There has been a fair amount of controversy in Hollywood about streaming platforms like Netflix, Amazon Studios, and Hulu shifting from merely showing films to actually producing them. I generally think the development is a positive one, especially for innovative mid-budget films that might otherwise never see the light of day. Case in point: without Netflix, I might never have had the privilege of watching the delightfully quirky Bigbug, the latest film from visionary French director Jean-Pierre Jeunet.
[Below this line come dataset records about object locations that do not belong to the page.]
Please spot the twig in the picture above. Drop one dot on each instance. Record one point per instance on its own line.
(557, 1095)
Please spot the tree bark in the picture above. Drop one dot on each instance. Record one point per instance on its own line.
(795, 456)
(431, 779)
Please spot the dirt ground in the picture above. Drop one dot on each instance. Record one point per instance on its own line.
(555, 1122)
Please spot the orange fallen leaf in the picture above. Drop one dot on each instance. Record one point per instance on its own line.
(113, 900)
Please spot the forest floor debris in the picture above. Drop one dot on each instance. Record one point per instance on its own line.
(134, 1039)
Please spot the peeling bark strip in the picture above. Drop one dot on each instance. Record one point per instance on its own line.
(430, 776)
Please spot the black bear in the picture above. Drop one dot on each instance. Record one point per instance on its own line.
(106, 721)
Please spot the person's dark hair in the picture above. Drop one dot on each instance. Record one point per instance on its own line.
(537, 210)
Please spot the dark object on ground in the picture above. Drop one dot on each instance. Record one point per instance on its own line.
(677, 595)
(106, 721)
(Some spoilers below but no major reveals.)
Any new film from Jeunet is an unequivocal treat. I've been a fan ever since his brilliant debut feature film, the 1991 post-apocalyptic (very) dark comedy Delicatessen, co-directed with Marc Caro. The inhabitants of a rundown tenement in France must rely on a butcher named Clapet (Jean-Claude Dreyfus), who runs the shop on the ground floor, for meat because food is in such short supply. The source of that meat? Clapet hires desperate men as cheap labor, then kills and butchers them.